Le dessin de Tom Tirabosco nous séduit depuis la parution de son Colporteur (chez Delcourt, en 1999). C’est donc un plaisir sans cesse renouvelé d’entamer une de ses nouvelles publications, même si toutes ne nous ont pas convaincues sur le plan scénaristique. Je vous invite à lire nos chroniques à propos de Sous-sols et Kongo, même si, à titre personnel, je vous recommanderais surtout le thriller fantastique L’Oeil de la forêt (en solo, chez Casterman) et La fin du monde, dont l’histoire, signée Wazem, traitait de la mort et du deuil de façon très onirique.

Femme sauvage poursuit la bibliographie de Tirabosco aux éditions Futuropolis sur un thème grave, qui inquiète beaucoup d’entre nous : l’imminence d’une possible collapsologie. Dès les premières pages, nous voilà téléportés dans notre monde qui aurait sombré dans le chaos, déchiré entre les dérèglements climatiques exponentiels et les soubressauts violemment répressifs d’un régime ultralibéral et ultrasécuritaire. 

Dans les USA en proie à la guerre civile, une jeune femme s’enfonce dans les grands espaces naturels en direction du Nord, où se serait rassemblée une Résistance organisée. En suivant son périple, des flashbacks et une " voix off" nous apprendront par bribes un peu plus sur l’héroïne, ses réflexions existentielles et ses blessures. Ce récit réussit l’équilibre entre le réalisme survivaliste et un peu de fantastique, venant métaphoriquement appuyer un retour à la vie sauvage (je n'en dirai pas plus). Sujet oblige, on sent le dessinateur s’émanciper encore davantage de son trait “jeunesse”.

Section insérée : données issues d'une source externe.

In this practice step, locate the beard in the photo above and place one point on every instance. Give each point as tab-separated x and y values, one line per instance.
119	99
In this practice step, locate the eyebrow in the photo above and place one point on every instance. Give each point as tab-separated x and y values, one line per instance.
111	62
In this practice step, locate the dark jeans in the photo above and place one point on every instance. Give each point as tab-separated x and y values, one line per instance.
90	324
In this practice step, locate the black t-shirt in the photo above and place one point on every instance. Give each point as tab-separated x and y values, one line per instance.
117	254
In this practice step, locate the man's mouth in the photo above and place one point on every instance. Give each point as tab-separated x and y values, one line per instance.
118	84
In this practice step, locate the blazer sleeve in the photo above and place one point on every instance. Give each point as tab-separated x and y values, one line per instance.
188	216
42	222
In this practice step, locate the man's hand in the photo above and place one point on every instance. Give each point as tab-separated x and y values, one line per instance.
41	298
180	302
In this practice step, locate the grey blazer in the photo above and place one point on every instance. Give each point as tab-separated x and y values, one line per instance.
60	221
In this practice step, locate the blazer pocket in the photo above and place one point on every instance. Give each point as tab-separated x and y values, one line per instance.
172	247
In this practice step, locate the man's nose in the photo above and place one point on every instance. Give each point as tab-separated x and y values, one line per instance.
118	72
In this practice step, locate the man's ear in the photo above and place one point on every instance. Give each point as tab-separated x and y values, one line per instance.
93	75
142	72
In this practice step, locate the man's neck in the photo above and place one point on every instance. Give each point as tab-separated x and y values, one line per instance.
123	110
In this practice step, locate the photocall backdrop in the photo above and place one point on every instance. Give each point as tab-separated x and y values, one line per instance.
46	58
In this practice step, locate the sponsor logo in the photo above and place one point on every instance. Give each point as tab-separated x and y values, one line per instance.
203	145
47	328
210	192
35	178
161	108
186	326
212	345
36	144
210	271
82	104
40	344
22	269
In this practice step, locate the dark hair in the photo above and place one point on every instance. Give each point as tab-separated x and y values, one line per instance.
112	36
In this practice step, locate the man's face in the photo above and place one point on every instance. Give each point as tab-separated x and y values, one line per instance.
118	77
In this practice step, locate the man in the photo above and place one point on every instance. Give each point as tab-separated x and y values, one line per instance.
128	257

Le suspense et l’émotion sont là, la philosophie de Thoreau est palpable, les pages visuellement sublimes se succèdent jusqu’à la fin…  et pourtant… nous aurions - pour une fois - préféré fermer un livre avec la mention “à suivre…” (à la page 202 exactement) et attendre son développement plus original au tome suivant. Les seuls défauts de Femme sauvage sont son dénouement, qui a des airs de déjà-vu, et le fait de ne pas être paru il y a 20 ans d’ici. En effet, depuis lors il y a eu La Route de Cormac McCarthy (et son adaptation cinématographique) ou encore les BD Coup de Sang d’Enki Bilal (Animal'z, Julia et Roem, La couleur de l'air), Le Reste du Monde de Jean-Christophe Chauzy, The End de Zep... pour ne citer que quelques exemples.

Mais qui sait ? Peut-être que Tom Tirabosco nous prépare un autre album ? Peut-être s’intitulera-t-il Homme sauvage ? Peut-être qu’il rendrait le diptyque incontournable ? La fin ouverte ne l’exclut pas. (Et oui, c’est une perche un peu culottée de lecteurs que nous nous permettons de tendre à l’auteur.)